Mar 2, 2018
Nine years ago it was car tyres followed by chicken feet. Now it’s washing machines and solar panels followed by sorghum. Aluminium and steel may soon be tossed in the mix.
The familiar trade skirmishes between the United States and China usually end with a whimper. But American presidents have traditionally been like the proverbial cartoon character who gets dropped off a cliff, run over with a steam roller and blown up with dynamite; he gets up, arches an angry eyebrow and declares: “Next time, I’m going to get really mad!”
Is the “next time” finally here in the US versus China trade dispute? Is President Donald Trump about to get really mad and launch new trade actions against China? Will the administration really start rejecting more Chinese commercial deals in the US on national security grounds? And will Beijing retaliate with an all out global trade war? Don’t count on it.

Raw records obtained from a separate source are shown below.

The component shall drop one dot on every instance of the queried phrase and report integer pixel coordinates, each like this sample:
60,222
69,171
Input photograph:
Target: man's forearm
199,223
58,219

For all the huffing and puffing, it’s good first to remember that we’ve actually been here before.
New presidents always come into office promising to get tough on China’s unfair trade practices, usually after making pledges to working class constituencies in rust belt states like Pennsylvania, Ohio and Michigan. President George W. Bush imposed 30 per cent tariffs on imported steel in 2002, a sop to the steelworkers union, but got slapped back by the World Trade Organisation the following year. President Barack Obama, following through on a pledge to his autoworker supporters, in 2009 imposed tariffs on Chinese imported tyres, 35 per cent the first year and 30 per cent the second year.
The Obama tyre tariffs are instructive because they illustrate the Chinese government’s keen instinct for finding just the right retaliatory target. In that case, China chose American chicken feet, accusing US poultry farmers of dumping the paws onto the Chinese market. Suddenly plump juicy chicken feet imported from America – a trade worth some US$278 million in 2009 – virtually collapsed. By 2011, America’s poultry farmers had lost an estimated US$1 billion in business and were crying foul.
So China’s trade officials recognise that a well-targeted retaliatory strike, particularly in the agriculture sector where the US actually enjoys a surplus with China, is far more effective than carpet bombing in a full-fledged trade war. That is what makes the choice of sorghum wickedly ingenious.
The US now sends China about US$1billon a year worth of sorghum, the grain used to make gut-busting baiju alcohol. And in the US, much of the sorghum comes from places like Texas, Kansas and Oklahoma – all states handily won by Trump in the 2016 election. It’s almost as if the Chinese leadership keeps a 2016 electoral college map pinned to the wall in Zhongnanhai.